[Workshop] Stream Processing Made Easy With Flink | Register Now

Real-Time Fleet Management Using Confluent Cloud and MongoDB

Written By

Most organisations maintain fleets, a collection of vehicles put to use for day-to-day operations. Telcos use a variety of vehicles including cars, vans, and trucks for service, delivery, and maintenance. Mining companies use remote fleets that include gigantic trucks, cranes, and autonomous trains. Transportation and logistics companies utilize large fleets of trucks to service their customers. And rental companies, dealerships, finance companies, and insurance companies use fleet data to better understand and respond to their customer needs.

Fleets emit a variety of real-time events through their vehicle’s telemetry devices, and there are a lot of use cases built around the telemetry data, including:

  1. Increasing customer satisfaction: Efficiently route and deliver services on time, and improve driving quality
  2. Reducing carbon footprint: Increase fuel efficiency and optimise driving patterns
  3. Optimizing fleet maintenance: Monitor spare-part inventory and automate service schedule based on performance and usage
  4. Improving driver safety: Monitor driver behaviour and performance in real time

Fleet management is also inherently challenging because there is so much data involved. For example, a typical transportation company could easily operate thousands of trucks across the country that come from various manufacturers and have different capabilities. Building a single pane of glass to monitor such large fleets is a complex problem to solve.

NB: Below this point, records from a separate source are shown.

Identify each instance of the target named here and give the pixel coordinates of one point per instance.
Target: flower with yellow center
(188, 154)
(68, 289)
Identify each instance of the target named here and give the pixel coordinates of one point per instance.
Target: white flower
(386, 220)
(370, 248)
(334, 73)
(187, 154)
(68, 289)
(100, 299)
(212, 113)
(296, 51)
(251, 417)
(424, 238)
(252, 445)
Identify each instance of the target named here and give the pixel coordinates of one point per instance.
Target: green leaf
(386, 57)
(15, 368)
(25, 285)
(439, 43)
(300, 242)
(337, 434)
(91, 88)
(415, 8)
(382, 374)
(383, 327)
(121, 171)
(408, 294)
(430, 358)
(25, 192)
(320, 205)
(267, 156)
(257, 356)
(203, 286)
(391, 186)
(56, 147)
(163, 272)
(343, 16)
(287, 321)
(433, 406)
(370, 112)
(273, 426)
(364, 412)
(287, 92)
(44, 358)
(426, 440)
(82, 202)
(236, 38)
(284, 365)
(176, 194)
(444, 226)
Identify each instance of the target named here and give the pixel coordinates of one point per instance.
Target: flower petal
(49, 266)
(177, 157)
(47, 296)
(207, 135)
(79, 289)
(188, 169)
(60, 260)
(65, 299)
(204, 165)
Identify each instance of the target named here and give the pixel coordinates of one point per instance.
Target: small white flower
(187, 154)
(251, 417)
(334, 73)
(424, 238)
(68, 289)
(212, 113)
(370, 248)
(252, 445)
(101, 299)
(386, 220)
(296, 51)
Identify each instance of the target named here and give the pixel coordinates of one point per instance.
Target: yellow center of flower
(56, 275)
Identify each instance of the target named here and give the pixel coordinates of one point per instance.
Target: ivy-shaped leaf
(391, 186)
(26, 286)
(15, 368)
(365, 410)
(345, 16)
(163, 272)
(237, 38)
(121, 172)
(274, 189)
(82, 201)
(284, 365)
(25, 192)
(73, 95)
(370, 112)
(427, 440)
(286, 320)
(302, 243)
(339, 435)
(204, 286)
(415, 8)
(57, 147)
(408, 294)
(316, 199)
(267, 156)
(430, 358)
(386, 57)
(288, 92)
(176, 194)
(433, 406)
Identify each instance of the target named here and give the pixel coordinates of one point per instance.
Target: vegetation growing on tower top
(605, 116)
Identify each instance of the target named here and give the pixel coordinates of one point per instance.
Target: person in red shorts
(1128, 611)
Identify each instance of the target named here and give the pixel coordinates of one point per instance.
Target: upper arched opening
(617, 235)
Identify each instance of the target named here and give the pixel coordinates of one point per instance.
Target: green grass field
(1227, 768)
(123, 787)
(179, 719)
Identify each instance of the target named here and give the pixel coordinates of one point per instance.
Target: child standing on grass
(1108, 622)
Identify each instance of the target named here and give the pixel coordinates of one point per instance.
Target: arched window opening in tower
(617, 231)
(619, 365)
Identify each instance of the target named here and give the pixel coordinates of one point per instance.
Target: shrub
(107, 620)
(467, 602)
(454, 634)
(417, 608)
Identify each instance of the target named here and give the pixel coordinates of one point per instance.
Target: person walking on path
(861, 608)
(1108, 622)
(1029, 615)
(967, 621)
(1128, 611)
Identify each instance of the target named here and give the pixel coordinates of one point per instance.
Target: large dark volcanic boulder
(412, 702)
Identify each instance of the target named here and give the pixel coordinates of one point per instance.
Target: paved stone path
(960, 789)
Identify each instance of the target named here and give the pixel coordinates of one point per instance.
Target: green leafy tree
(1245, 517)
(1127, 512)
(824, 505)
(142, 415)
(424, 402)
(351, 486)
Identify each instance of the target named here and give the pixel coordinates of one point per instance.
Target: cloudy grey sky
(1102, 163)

This article showcases how to build a simple fleet management solution using Confluent Cloud, fully managed ksqlDB, Kafka Connect with MongoDB connectors, and the fully managed database as a service MongoDB Atlas.

Fleet management and monitoring

Confluent Cloud will be used to:

  1. Acquire telemetry data from a variety of fleets in real time
  2. Process and take action on real-time events (e.g., trigger a hazard event if a truck driver applies harsh braking more than three times within a five-minute window)
  3. Co-relate/join multiple events while fleets are on the move (e.g., determine delivery ETA by joining the fleets’ GPS data)

MongoDB is a modern, general-purpose database platform. It is uniquely designed to provide more flexibility and scalability for data storage and use. It is built around the JSON document model—a model that allows developers to work with data in a more natural, intuitive, and productive way. It uses a fundamentally different schema than legacy relational databases.

Because MongoDB schema are totally flexible and can vary from document to document, MongoDB is particularly well suited for fleet management. Take a look at this reference architecture for an in-depth view on how Confluent Platform and MongoDB complement each other.

MongoDB Atlas is MongoDB’s fully managed cloud service with operational and security best practices built in. In this exercise, MongoDB Atlas will be used to:

  1. Store events and location data for historical analysis
  2. Manage the end-to-end lifecycle of drivers and fleets (driver profiles, fleet specification, registration details, contact details, etc.)
  3. Serve user interfaces to capture changes, build monitoring dashboards, etc.

Prerequisites

  1. Sign up for a Confluent Cloud account, generate API keys and secrets for the Apache Kafka® broker and Confluent Schema Registry
  2. Spin up a database in MongoDB Atlas and grab the username and password
  3. Install docker-compose to bring up Kafka Connect

Data acquisition

In the real world, there are a variety of devices that generate telemetry data. Fleets come with standard sensors natively, such as GPS tracking, fuel, tyre pressure, weight, odometer, and brakes. Also, enterprises install custom sensors either to add more monitoring capabilities, or because the fleets don’t come with sensors installed natively. Furthermore, there are specialised devices to monitor driver fatigue, cabin air quality, autonomous assistance, etc.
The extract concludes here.